C’était un de ces jours où l’on sort sans but précis, simplement attiré par la lumière douce de l’après-midi. Le sentier, familier et pourtant changeant, serpentait entre les haies jaunies et les touffes d’herbes sèches. Et soudain, sur le bas-côté, là où l’ombre des arbres s’étirait vers les herbes, j’ai aperçu un véritable petit monde.
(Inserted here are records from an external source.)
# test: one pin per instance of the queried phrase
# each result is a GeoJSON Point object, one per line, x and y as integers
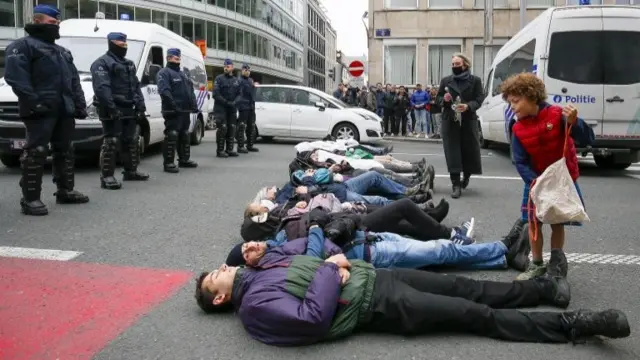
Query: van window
{"type": "Point", "coordinates": [518, 62]}
{"type": "Point", "coordinates": [575, 56]}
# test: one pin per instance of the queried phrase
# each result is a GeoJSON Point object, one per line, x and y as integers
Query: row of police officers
{"type": "Point", "coordinates": [47, 84]}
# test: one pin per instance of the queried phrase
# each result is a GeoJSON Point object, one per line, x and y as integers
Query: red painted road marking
{"type": "Point", "coordinates": [71, 310]}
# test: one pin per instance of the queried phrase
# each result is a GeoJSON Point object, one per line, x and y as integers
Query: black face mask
{"type": "Point", "coordinates": [45, 32]}
{"type": "Point", "coordinates": [118, 51]}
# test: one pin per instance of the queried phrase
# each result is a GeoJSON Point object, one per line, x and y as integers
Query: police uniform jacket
{"type": "Point", "coordinates": [247, 97]}
{"type": "Point", "coordinates": [176, 90]}
{"type": "Point", "coordinates": [116, 85]}
{"type": "Point", "coordinates": [225, 93]}
{"type": "Point", "coordinates": [43, 73]}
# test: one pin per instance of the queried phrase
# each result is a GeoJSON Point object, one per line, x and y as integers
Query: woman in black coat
{"type": "Point", "coordinates": [459, 130]}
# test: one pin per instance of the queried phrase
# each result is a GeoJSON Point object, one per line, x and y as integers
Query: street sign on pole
{"type": "Point", "coordinates": [356, 68]}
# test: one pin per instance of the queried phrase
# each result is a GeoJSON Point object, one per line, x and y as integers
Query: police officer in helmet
{"type": "Point", "coordinates": [246, 112]}
{"type": "Point", "coordinates": [225, 94]}
{"type": "Point", "coordinates": [178, 102]}
{"type": "Point", "coordinates": [46, 82]}
{"type": "Point", "coordinates": [120, 105]}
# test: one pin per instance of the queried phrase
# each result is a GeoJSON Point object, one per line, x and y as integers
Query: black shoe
{"type": "Point", "coordinates": [110, 183]}
{"type": "Point", "coordinates": [439, 212]}
{"type": "Point", "coordinates": [188, 164]}
{"type": "Point", "coordinates": [70, 197]}
{"type": "Point", "coordinates": [557, 265]}
{"type": "Point", "coordinates": [465, 181]}
{"type": "Point", "coordinates": [519, 249]}
{"type": "Point", "coordinates": [33, 208]}
{"type": "Point", "coordinates": [586, 323]}
{"type": "Point", "coordinates": [171, 168]}
{"type": "Point", "coordinates": [554, 291]}
{"type": "Point", "coordinates": [134, 176]}
{"type": "Point", "coordinates": [455, 194]}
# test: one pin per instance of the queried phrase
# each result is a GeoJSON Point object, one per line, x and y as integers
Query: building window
{"type": "Point", "coordinates": [440, 61]}
{"type": "Point", "coordinates": [445, 3]}
{"type": "Point", "coordinates": [477, 63]}
{"type": "Point", "coordinates": [69, 8]}
{"type": "Point", "coordinates": [143, 14]}
{"type": "Point", "coordinates": [540, 3]}
{"type": "Point", "coordinates": [400, 64]}
{"type": "Point", "coordinates": [479, 4]}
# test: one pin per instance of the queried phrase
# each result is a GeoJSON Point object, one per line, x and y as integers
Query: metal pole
{"type": "Point", "coordinates": [488, 38]}
{"type": "Point", "coordinates": [523, 13]}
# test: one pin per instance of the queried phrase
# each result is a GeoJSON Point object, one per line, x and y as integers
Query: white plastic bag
{"type": "Point", "coordinates": [555, 196]}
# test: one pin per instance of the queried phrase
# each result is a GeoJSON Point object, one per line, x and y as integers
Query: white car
{"type": "Point", "coordinates": [301, 112]}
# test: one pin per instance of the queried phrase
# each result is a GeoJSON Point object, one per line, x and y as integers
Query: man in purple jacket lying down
{"type": "Point", "coordinates": [292, 299]}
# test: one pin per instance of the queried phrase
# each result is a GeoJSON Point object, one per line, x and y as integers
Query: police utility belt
{"type": "Point", "coordinates": [368, 240]}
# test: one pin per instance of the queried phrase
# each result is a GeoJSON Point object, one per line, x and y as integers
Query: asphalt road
{"type": "Point", "coordinates": [189, 222]}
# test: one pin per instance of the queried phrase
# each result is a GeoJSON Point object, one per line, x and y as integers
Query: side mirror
{"type": "Point", "coordinates": [153, 72]}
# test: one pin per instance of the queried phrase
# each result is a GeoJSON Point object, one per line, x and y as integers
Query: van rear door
{"type": "Point", "coordinates": [621, 72]}
{"type": "Point", "coordinates": [574, 69]}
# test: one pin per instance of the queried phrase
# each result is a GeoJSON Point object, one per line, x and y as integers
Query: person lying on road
{"type": "Point", "coordinates": [290, 300]}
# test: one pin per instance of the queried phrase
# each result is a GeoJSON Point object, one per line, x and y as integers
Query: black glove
{"type": "Point", "coordinates": [319, 217]}
{"type": "Point", "coordinates": [80, 114]}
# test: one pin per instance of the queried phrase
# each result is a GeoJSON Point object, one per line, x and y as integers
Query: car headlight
{"type": "Point", "coordinates": [92, 112]}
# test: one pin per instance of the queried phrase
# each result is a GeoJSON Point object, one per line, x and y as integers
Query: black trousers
{"type": "Point", "coordinates": [412, 302]}
{"type": "Point", "coordinates": [245, 134]}
{"type": "Point", "coordinates": [405, 218]}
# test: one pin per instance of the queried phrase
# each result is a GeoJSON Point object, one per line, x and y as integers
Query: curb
{"type": "Point", "coordinates": [408, 139]}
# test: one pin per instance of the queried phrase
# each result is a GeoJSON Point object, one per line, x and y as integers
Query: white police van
{"type": "Point", "coordinates": [586, 56]}
{"type": "Point", "coordinates": [147, 48]}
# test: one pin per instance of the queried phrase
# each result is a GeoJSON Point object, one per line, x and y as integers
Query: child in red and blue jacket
{"type": "Point", "coordinates": [537, 141]}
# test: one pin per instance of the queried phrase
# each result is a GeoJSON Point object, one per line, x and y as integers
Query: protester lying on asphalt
{"type": "Point", "coordinates": [289, 299]}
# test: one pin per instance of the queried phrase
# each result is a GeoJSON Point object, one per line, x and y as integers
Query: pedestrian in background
{"type": "Point", "coordinates": [460, 95]}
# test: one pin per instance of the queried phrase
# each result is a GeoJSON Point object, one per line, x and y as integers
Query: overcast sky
{"type": "Point", "coordinates": [346, 18]}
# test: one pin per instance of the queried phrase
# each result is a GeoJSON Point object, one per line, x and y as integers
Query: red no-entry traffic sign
{"type": "Point", "coordinates": [356, 68]}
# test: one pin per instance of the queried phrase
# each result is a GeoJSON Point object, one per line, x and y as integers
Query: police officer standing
{"type": "Point", "coordinates": [178, 103]}
{"type": "Point", "coordinates": [246, 112]}
{"type": "Point", "coordinates": [46, 82]}
{"type": "Point", "coordinates": [226, 89]}
{"type": "Point", "coordinates": [120, 104]}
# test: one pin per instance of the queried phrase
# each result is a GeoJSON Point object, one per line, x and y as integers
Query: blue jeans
{"type": "Point", "coordinates": [397, 251]}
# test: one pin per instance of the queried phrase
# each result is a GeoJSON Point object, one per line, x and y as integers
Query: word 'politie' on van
{"type": "Point", "coordinates": [584, 55]}
{"type": "Point", "coordinates": [147, 48]}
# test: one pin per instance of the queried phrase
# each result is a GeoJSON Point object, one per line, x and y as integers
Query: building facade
{"type": "Point", "coordinates": [317, 21]}
{"type": "Point", "coordinates": [267, 34]}
{"type": "Point", "coordinates": [412, 41]}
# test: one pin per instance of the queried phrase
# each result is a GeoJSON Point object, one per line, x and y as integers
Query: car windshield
{"type": "Point", "coordinates": [86, 50]}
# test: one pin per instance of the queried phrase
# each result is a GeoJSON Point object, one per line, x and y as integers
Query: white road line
{"type": "Point", "coordinates": [38, 254]}
{"type": "Point", "coordinates": [601, 259]}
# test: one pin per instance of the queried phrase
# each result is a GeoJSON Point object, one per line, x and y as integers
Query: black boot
{"type": "Point", "coordinates": [31, 181]}
{"type": "Point", "coordinates": [108, 164]}
{"type": "Point", "coordinates": [557, 265]}
{"type": "Point", "coordinates": [221, 133]}
{"type": "Point", "coordinates": [130, 160]}
{"type": "Point", "coordinates": [169, 152]}
{"type": "Point", "coordinates": [586, 323]}
{"type": "Point", "coordinates": [439, 212]}
{"type": "Point", "coordinates": [184, 152]}
{"type": "Point", "coordinates": [519, 249]}
{"type": "Point", "coordinates": [64, 178]}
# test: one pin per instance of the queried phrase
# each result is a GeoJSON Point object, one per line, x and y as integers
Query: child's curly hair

Une colonie d’Armillaires couleur de miel (Armillaria mellea) avait pris possession d’un talus, émergeant d’un tronc invisible ou d’un réseau souterrain de racines mortes. Serrés les uns contre les autres, ces champignons aux teintes chaudes semblaient veiller sur le chemin, comme une armée silencieuse sortie d’un conte. Leurs chapeaux bruns-dorés, luisants sous la lumière rasante, formaient une mosaïque naturelle, vivante et mouvante.
On dit parfois que cette espèce est comestible, à condition d’être bien cuite, et seulement lorsqu’on la reconnaît avec certitude. Mais cette certitude, justement, reste le privilège des mycologues avertis — et pour les autres, le doute est un signal d’humilité.
Je les ai laissés là, au bord du passage, comme des sentinelles veillant sur ce fragment de nature ordinaire. Un rappel que la beauté surgit souvent là où l’on s’y attend le moins.